The concept for this exhibition was developed by artist and juror Jan Brown Checco. “Traditions: The Blessing & The Curse” looks at the positive and negative consequences of traditions. How have customs, ways of life, mores impacted our lives? What is the legacy of your individual ethnic, social or racial backgrounds?
The juried part of the exhibition includes works by twenty-six artists from across the United States and from Great Britain addressing the way in which personal, cultural, social, and religious traditions have shaped, actually and metaphorically, the lives, experiences, memories, and expectations of women of different ages, races, belief systems, and sexual orientations. Many works in this exhibition manifest the anxiety associated with the demand for the impossible realization of an ideal female body, at once mother, wife, lover, and cultural producer. Other artists directly appropriate reference to religious iconography and practice, including those of Jews, Catholics, and even ancient Mayans in order to offer visual signifiers for bodily or psychological pain and suffering or social/historical marginalization.

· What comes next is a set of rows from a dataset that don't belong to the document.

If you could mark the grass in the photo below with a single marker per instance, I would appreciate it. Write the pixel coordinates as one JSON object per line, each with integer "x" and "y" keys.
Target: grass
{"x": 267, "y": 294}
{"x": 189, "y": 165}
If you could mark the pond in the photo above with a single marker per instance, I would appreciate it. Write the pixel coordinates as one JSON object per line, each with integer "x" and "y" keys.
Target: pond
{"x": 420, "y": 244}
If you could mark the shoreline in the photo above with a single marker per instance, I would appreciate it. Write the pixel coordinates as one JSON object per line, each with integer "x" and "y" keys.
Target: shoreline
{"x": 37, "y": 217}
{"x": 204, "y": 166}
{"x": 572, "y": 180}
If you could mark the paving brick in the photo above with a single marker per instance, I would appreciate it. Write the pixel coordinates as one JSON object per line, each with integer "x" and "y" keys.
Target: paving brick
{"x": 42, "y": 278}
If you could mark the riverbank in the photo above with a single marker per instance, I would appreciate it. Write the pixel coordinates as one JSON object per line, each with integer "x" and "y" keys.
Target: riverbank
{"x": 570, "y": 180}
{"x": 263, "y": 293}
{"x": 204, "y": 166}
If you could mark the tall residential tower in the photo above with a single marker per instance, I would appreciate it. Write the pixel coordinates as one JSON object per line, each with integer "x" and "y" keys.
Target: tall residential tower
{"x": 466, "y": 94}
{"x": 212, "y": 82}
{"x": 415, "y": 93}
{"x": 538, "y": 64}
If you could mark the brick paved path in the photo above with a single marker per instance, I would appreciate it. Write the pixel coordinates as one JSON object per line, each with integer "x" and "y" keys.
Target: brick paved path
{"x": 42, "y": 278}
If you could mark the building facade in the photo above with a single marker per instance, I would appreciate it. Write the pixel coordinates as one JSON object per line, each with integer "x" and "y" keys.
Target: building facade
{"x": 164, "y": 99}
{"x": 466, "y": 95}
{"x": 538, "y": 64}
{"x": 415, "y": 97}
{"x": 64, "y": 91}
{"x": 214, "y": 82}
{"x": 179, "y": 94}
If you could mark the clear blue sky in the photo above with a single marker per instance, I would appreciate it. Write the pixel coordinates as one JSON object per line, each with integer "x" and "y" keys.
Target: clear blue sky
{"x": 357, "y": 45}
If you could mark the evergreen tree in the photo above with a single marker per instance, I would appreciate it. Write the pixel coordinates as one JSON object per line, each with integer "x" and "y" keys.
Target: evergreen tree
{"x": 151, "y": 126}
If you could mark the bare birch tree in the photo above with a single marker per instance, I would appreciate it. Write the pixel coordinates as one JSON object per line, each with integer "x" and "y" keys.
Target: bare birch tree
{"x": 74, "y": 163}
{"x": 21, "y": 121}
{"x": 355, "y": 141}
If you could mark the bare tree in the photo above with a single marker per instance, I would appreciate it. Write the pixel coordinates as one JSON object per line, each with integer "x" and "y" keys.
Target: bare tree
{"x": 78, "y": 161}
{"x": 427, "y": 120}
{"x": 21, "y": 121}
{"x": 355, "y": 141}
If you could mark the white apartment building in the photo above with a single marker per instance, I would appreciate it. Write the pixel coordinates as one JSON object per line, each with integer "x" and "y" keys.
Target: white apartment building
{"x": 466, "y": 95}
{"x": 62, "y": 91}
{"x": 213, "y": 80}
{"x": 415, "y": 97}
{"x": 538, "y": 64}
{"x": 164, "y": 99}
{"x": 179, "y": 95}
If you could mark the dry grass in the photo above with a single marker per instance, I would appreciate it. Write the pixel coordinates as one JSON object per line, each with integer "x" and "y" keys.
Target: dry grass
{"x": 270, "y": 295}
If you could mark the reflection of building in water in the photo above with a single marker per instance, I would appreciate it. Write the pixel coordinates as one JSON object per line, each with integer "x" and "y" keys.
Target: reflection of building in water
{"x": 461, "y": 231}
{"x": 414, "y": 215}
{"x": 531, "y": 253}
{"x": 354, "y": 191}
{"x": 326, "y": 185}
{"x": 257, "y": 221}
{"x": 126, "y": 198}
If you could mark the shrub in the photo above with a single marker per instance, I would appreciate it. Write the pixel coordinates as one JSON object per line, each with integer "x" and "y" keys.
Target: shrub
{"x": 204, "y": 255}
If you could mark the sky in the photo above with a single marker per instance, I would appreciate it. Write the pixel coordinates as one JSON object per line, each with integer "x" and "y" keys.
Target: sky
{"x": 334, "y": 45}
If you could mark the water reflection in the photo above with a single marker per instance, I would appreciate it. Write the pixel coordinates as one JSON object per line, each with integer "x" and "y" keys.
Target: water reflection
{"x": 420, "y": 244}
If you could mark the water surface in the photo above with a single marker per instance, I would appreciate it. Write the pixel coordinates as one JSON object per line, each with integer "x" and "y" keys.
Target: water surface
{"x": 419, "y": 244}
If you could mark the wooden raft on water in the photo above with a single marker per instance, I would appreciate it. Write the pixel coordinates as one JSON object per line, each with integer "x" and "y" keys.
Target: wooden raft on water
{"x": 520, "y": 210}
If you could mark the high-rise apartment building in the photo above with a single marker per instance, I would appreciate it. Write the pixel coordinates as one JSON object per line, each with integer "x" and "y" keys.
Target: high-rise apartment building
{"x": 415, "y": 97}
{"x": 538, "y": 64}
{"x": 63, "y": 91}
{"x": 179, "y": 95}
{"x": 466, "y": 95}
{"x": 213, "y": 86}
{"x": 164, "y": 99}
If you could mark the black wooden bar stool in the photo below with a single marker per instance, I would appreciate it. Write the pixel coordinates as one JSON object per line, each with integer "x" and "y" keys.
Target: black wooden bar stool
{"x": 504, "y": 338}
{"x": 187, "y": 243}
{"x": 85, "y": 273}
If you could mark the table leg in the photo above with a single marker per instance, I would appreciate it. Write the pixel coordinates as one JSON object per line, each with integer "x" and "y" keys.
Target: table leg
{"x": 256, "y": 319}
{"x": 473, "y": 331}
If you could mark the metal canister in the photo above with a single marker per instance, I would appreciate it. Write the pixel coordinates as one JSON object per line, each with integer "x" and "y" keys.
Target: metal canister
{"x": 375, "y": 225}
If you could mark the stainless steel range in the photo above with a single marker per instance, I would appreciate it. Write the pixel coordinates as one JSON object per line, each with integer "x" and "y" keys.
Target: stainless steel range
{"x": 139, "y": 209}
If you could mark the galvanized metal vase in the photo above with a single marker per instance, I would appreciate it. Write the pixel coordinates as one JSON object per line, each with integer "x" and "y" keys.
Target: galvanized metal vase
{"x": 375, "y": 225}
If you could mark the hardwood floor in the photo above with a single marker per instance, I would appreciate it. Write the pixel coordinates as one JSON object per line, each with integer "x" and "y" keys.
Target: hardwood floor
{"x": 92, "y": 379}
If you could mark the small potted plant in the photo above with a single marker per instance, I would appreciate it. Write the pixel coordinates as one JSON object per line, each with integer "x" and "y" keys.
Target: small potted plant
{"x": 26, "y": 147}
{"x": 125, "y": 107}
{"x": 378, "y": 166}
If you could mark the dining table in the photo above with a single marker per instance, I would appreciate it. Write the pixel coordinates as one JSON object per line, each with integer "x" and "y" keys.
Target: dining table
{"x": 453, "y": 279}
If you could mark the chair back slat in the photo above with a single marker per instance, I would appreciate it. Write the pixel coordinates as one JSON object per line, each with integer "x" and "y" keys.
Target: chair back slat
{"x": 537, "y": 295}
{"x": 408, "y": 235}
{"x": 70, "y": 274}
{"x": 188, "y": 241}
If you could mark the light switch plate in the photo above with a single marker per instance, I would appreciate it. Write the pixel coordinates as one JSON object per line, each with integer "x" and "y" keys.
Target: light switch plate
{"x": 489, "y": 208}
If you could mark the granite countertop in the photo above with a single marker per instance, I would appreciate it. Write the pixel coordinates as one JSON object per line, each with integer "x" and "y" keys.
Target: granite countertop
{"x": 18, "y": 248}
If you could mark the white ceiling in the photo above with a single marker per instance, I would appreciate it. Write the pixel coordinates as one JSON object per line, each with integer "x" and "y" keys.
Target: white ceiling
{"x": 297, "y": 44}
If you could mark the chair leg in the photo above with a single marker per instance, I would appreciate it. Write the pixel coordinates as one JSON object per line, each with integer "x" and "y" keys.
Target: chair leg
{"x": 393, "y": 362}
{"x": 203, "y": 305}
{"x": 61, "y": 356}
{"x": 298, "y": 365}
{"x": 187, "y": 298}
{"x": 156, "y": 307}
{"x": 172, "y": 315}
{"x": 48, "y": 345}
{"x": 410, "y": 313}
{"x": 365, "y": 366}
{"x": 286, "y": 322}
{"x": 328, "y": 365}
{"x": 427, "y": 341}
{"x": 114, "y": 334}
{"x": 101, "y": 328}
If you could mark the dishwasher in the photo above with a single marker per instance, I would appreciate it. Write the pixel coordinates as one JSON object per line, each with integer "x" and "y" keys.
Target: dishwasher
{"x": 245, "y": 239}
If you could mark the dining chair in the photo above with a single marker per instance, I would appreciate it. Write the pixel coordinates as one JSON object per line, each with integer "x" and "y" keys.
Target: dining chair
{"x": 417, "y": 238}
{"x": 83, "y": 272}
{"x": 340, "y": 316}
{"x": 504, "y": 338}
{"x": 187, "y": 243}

Juried Exhibition Artists: Martha Bruin Degen, Adrienne Defendi, Emily Dvorin, Emile Ferris, Jill Foote-Hutton, Jennifer Maria Harris, Leila Hernandez, Melanie Hill, Adrienne Walker Hoard, Beth Irwin, Lynda Jarman, Keri Kaczmarek, Lisa Klakulak, Stephanie Land, Doris Monti, Sana Musasma, Leslie A. Schug, Judith Segall, Carol A. Shikany, Sara E. Simon, Galen Bell Smith, Priscilla Troy, Christina Vodicka, Lynette Vought, Renee Wirtz, and Hae Sook Yong
Juror/Curator: Jan Brown Checco
Jan Brown Checco is a working studio artist and administrator of visual arts programming. Independent curatorial and project management activities take her around the world to a variety of cities where her work is held in public and private collections. Checco holds a BFA in painting from the Art Academy of Cincinnati and an MFA in sculpture from DAAP in the University of Cincinnati, and has studied in Florence, Italy and Paris, France. Her painting and sculpture studio is in Cincinnati, Ohio.
The accompanying Invitational includes the work of eighteen artists from the international community, including Bogota, Australia, Northern Ireland, Germany and India, as well as the United States. All of the images exhibited in the Invitational address in some way the social, cultural, political, and psychological aspects of contemporary femininity, its possibilities and its perils.
Invitational Exhibition Artists: Trixi Allina, Sun Choi, Lilian Duque-Pineiro, Karen Goulet, Melanie Herzog, Pearl Hirshfield, Fujika Isomura, Indira Freitas Johnson, Ruth Jones, Li-Ting Hung, Maria Lobo, Regina Noakes, Roslyn Nolen, Ima Picó, Kelly Reedy, Nancy Spero, Angelika Maria Stiegler, Babette Wainwright and Jan Brown Checco.